Je ne suivrai pas totalement Pierre Rabhi dans son analyse de la fragilité de notre civilisation et son concept de «sobriété heureuse» (cf. l’entretien avec Rue89 du 24/07/2010 et le livre publié récemment chez Actes Sud). N’empêche que l’inspirateur de l’association Terre & Humanisme et du Mouvement des Oasis en tous lieux a certaines choses importantes à nous dire.

Comme cette réponse à la question: «Que dites-vous aux chefs d’entreprises qui vous sollicitent pour des conférences?»

Le Medef m’invitait à réfléchir sur la question de savoir s’il existe une vie après la mort, mais je m’en fiche. Moi, ce qui m’intéresse c’est ce qui existe pendant que je suis vivant, s’il existe une vie AVANT la mort.

Quand on y pense, en effet, c’est simple. Et c’est de là que tout découle.

Dis, maman, d’où il vient, le pétrole ?

(Inspiré par Fake Science et cet article (twitté par @biblioroots)… Certains jours, on n’a pas envie d’habiter la planète Terre, croyez-moi.)

Mes chers petits, c’est un processus à la fois très simple et très compliqué.

D’abord, les compagnies pétrolières vont extraire cette petra oleum de l’écorce terrestre, sous l’océan. C’est très difficile, et très cher, et c’est pourquoi on y investit beaucoup d’argent. Un peu de cet argent sert à aider les gouvernements à se souvenir de donner l’autorisation de forer aux entreprises, évidemment.

Ensuite, les compagnies pétrolières s’arrangent pour mettre le plus de pétrole possible dans l’eau, mais cette fois en surface, car cela rapproche le pétrole des consommateurs, ce qui est très important. Il y a plusieurs méthodes possibles : casser un bateau de pétrole sur les rochers, par exemple. Mais si on veut maximiser la quantité de pétrole répandu, une fuite dans le puits est bien mieux. Plus c’est profond, plus c’est difficile à réparer, donc plus longtemps cela durera.

L’étape suivante consiste à laisser faire la nature, et les courants, qui font circuler tout ce pétrole à la surface de l’eau, pour en faire profiter les animaux marins, les oiseaux, le plancton, les pêcheurs et même les écosystèmes du rivage. Il y en a pour tout le monde.
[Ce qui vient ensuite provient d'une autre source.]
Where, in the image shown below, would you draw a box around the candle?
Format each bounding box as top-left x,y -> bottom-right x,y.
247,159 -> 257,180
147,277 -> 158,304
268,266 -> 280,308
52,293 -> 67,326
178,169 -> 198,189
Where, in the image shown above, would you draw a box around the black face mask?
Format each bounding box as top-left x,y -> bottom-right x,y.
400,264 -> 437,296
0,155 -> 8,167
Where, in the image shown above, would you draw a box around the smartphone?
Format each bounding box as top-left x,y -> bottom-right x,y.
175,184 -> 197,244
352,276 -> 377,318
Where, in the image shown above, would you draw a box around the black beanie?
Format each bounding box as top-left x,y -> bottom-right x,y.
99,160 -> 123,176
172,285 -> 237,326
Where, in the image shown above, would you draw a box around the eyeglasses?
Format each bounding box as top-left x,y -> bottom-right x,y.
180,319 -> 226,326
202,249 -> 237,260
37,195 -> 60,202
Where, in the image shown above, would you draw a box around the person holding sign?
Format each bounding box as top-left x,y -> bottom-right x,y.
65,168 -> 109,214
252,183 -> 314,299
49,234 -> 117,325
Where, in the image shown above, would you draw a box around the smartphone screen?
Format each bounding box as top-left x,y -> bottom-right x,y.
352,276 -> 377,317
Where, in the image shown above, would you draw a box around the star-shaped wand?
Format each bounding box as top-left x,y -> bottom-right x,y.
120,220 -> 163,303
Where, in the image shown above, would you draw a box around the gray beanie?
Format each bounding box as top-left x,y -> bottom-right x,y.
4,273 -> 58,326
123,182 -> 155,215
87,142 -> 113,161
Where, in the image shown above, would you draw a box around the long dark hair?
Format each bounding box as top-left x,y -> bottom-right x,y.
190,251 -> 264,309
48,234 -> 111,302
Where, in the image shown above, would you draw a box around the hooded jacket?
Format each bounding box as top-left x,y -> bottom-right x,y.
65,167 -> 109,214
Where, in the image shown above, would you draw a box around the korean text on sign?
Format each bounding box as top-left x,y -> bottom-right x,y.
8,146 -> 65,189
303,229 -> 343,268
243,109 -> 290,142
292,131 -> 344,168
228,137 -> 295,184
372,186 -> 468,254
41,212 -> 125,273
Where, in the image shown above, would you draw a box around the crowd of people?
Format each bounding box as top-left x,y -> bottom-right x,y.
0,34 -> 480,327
Enfin, il ne reste plus qu’à envoyer des tas de gens au bord de la mer, et autour du puits de pétrole, pour récolter les tonnes et les tonnes d’hydrocarbures ainsi libérées. C’est l’occasion d’une merveilleuse communion entre des gens très différents, tant volontaires qu’employés du génie civil, travailleurs de l’industrie pétrolière et activistes écologistes – mais tous unis pour bâtir autour de ce riche pétrole un avenir riant.

Attention, toutefois, au cas où votre zone pétrolifère hébergerait aussi un ou deux Grands Anciens du type Cthulhu. Ces monstres aquatiques ne sont pas, mais alors pas du tout accommodants.